0:00

Okay, so I'm going to take you through a threshold theorem, for those people who

are interested in seeing a little more detail, exactly how these thresholds work.

And how some of these things are proven, just to give you a feel for

the type of proof that works in this setting.

And so the one that we're looking at is going to be

one of the more interesting theorems, coming out of Erdos and Renyi.

0:24

So what we're looking at is that a threshold function for

the connectedness of one of these.

Plus some of our GMP random networks is the point at which

the probability of forming a link is proportional to log(n)/n.

So if this then tells us that if p(n),

0:48

Is much larger than this, then so if p(n) is much larger than log(n)/n,

then we're going to have a connected network.

And if it's much smaller than this, then the network is not going to be connected,

and we're going to have different components in it.

1:08

Okay, so that's the theorem.

And what we're going to do is just sort of work through part of the proof which

basically carries the main intuitions of the proof.

And there's still some details that you have to work out, and

I'm not going to go through all of the details.

But this will give the essential bits of the proof.

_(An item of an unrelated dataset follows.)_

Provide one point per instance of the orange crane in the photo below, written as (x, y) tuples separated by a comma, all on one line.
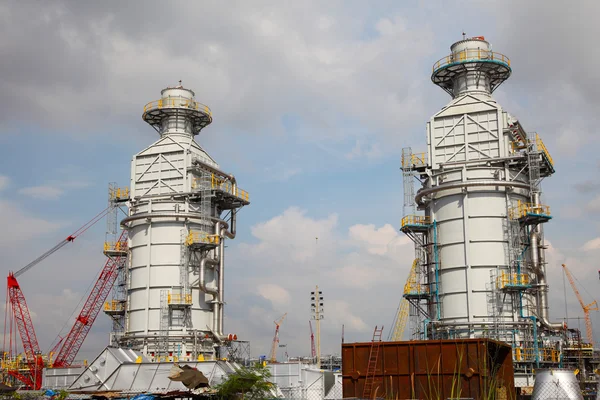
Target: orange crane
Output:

And so one thing we can do is show that if p(n) compared to this threshold goes to 0,

so if that p is much smaller than this threshold,

then there's going to be isolated nodes with probability 1.

So if there's isolated nodes, then certainly the network can't be connected.

Whereas if p(n) compared to t(n) goes to infinity,

then there can't be any components with less than half the nodes.

So all components have to have more than half the nodes, and basically,

that means they have to be one giant component.

1:59

So the idea here is going to be to show that if you're much smaller than this,

you're going to get some isolated nodes.

And if you're much bigger than this,

you're not even going to get any isolated components.

And what I'll do is really concentrate on the fact that showing that there

are isolated nodes, or there aren't isolated nodes is at this threshold.

And the idea that showing that a small component can exist or

not exist is more or less just a small variation on this proof.

Okay, so first of all, just to remind you of some useful approximations of

the exponential functions, so in case you're calculus,

or your pre-calculus is a little bit rusty.

2:40

So definitions of the exponential function, two forms

that'll be very useful in this course in terms of understanding properties.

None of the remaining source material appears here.